Soyons clair, je ne suis pas un expert en hip-hop et j'aurais du mal à rentrer dans les discussions, parfois infinies, sur comment et pourquoi Kendrick Lamar est le mec qui compte, le sens littéral ou tacite de ses lyrics, son look, ses pompes, etc. Il n'y a juste pas  besoin de tout ce bagage pour tomber sous le choc de l'évidence : To Pimp a butterfly est une bonne petite claque musicale, qui fait mal là où ça fait du bien, un puzzle fascinant où s'agrègent des décennies de black music, rythmées par un flow bluffant de classe, à situer dans le très haut du panier west coast. Dès les deux premiers morceaux, Wesley's theory et For free ?, on plonge en apnée dans ce micmac musical virtuose, vite remorqué à la surface par le piquant single King Kunta. Mais on replonge aussitôt, emporté par la vague Lamar jusqu'à ce Mortal man, final étourdissant qui vient clore un projet ambitieux et impressionnant. Ambitieux, mais sans la prétention d'un Kanye West et la volonté de compliquer inutilement les choses. Hip-hop, G-funk, pop, soul et jazz, l'album brasse tout cela, enflammé par des textes engagés et subversifs, à l'image de la pochette du disque, qui représente Lamar et sa bande, bouteilles et liasses de billets à la main, la Maison Blanche en arrière-plan.  Seul reproche s'il en faut un, des longueurs peut-être, mais on dira que c'est la nature foisonnante du disque qui veut ça. 



dimanche 12 avril 2015

Pas vraiment un détail



Son livre, un court récit d'une centaine de pages, est sorti il y a deux mois environ.

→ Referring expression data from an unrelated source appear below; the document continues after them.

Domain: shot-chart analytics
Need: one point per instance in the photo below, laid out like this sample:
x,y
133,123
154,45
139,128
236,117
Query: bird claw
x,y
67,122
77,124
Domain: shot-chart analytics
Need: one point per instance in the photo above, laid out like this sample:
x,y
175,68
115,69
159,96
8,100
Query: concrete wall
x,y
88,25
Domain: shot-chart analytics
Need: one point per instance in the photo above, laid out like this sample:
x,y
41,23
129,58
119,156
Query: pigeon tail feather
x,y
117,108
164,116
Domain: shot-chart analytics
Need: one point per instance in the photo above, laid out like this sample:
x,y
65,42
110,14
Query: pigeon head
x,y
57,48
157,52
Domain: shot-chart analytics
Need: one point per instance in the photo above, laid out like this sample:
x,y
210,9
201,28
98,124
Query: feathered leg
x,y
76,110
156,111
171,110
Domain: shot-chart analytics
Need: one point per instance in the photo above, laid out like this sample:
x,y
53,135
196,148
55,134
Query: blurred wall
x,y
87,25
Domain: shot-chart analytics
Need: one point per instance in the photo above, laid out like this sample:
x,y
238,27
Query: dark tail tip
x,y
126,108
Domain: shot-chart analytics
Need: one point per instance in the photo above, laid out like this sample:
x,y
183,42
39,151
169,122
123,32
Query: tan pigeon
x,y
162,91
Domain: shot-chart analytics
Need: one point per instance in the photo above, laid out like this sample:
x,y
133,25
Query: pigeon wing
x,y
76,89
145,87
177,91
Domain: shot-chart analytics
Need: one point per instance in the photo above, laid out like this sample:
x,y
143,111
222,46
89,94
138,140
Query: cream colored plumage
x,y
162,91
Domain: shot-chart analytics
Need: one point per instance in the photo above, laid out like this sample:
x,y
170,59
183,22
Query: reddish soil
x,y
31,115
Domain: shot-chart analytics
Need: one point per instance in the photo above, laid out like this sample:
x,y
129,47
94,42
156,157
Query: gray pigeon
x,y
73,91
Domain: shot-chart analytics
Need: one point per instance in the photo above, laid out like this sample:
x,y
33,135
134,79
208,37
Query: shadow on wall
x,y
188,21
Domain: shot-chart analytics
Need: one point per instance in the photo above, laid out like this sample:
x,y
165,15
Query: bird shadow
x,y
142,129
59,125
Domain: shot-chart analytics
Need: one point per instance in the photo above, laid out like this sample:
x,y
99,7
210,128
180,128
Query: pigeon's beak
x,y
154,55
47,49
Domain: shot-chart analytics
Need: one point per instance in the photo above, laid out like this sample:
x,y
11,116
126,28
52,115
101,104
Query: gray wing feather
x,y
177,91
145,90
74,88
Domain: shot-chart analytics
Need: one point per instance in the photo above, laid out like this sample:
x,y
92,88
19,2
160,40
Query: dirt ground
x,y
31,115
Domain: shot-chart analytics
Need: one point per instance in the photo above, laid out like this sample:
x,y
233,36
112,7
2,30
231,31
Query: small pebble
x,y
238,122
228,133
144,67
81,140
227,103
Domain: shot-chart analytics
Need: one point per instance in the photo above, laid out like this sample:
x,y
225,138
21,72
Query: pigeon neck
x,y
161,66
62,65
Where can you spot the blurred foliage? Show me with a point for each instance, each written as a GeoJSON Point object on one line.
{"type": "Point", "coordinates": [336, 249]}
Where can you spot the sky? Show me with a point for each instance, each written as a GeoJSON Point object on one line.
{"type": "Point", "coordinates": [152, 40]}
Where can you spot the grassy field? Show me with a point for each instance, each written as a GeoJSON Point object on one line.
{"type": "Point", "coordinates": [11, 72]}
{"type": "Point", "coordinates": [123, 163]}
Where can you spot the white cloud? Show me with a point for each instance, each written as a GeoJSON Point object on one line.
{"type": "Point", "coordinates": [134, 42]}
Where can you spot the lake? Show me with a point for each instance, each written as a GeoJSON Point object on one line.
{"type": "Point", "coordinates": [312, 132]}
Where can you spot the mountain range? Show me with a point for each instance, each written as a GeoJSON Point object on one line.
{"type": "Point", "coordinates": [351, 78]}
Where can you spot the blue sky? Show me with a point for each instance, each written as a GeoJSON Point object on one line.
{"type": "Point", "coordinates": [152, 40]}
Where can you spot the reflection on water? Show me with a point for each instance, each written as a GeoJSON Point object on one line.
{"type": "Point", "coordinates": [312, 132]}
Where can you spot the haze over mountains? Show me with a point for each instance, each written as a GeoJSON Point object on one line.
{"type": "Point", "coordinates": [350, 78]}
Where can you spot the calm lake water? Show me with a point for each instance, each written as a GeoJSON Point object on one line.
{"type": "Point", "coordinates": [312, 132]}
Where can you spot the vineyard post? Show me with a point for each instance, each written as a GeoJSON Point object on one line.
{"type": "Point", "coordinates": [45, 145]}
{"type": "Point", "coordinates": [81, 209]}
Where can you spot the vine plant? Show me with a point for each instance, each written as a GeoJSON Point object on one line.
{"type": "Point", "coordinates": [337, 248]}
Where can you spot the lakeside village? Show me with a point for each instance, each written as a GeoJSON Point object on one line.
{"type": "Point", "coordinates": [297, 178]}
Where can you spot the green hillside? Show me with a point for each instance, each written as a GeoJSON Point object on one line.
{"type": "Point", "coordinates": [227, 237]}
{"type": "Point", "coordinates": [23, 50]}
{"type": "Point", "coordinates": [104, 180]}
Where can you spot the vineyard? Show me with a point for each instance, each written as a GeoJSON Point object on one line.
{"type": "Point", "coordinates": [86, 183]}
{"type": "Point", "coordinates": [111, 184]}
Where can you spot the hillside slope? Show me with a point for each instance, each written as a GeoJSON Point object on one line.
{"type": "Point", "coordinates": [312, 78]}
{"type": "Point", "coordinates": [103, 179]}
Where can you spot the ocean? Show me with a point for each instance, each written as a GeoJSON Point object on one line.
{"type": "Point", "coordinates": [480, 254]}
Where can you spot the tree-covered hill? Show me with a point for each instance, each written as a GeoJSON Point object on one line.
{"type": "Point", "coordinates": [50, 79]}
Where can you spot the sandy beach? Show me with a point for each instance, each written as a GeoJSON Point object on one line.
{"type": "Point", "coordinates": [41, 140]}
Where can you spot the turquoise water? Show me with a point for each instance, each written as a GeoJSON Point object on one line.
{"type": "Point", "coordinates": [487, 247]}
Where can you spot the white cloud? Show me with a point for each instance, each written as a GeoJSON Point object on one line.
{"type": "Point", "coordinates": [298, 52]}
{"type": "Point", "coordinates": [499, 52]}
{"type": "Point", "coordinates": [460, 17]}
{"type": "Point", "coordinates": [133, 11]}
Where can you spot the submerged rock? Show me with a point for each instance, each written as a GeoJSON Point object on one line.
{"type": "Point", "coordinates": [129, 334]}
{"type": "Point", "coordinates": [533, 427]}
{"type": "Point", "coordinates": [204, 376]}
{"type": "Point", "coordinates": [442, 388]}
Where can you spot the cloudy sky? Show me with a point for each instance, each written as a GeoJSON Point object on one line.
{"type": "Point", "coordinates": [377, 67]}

Marceline Loridan
-Ivens a 86 ans et c'est l'une des rares survivantes d'Auschwitz-Birkenau. A l'occasion de cette parution, on a pu la voir dans les médias, et notamment sur France Inter, témoigner sans fard de cette expérience qui a ravagé son existence et de sa désillusion face à un monde où obscurantisme et antisémitisme ont la vie dure. Le livre, conçu comme une longue lettre à son père déporté en même temps qu'elle, évoque bien sûr le quotidien inhumain des camps, mais raconte aussi la difficulté de revenir, l'impossible partage d'une vérité presque indicible, les marques irréversibles d'un drame qui pousse vers le suicide certains des membres de la famille pourtant pas déportés. Marceline Loridan-Ivens a survécu à tout cela, a fini par reprendre la vie à bras le corps, épousant le cinéaste et documentariste Joris Ivens et se consacrant tant bien que mal à d'autres causes. Dire qu'il faut lire ce petit récit relève de l'euphémisme. Bien sûr, ce n'est pas le premier texte qu'on lit sur la Shoah, mais à une époque où la mémoire semble faire défaut à beaucoup, ce n'est jamais un luxe d'écouter ceux qui ont réellement vécu l'horreur.

 "Je n'aime pas mon corps. C'est comme s'il portait encore la trace du premier regard d'un homme sur moi, celui d'un nazi. Jamais je ne m'étais montrée nue avant ça, surtout dans ma nouvelle peau de jeune fille qui venait de m'imposer des seins et tout le reste, la pudeur était de rigueur dans les familles. Alors se déshabiller, pour moi, a longtemps été associé à la mort, à la haine, au regard glacé de Mengele, ce démon du camp chargé de la sélection, qui nous faisait tourner nues sur nous-mêmes au bout de sa baguette et décidait de qui vivrait ou pas."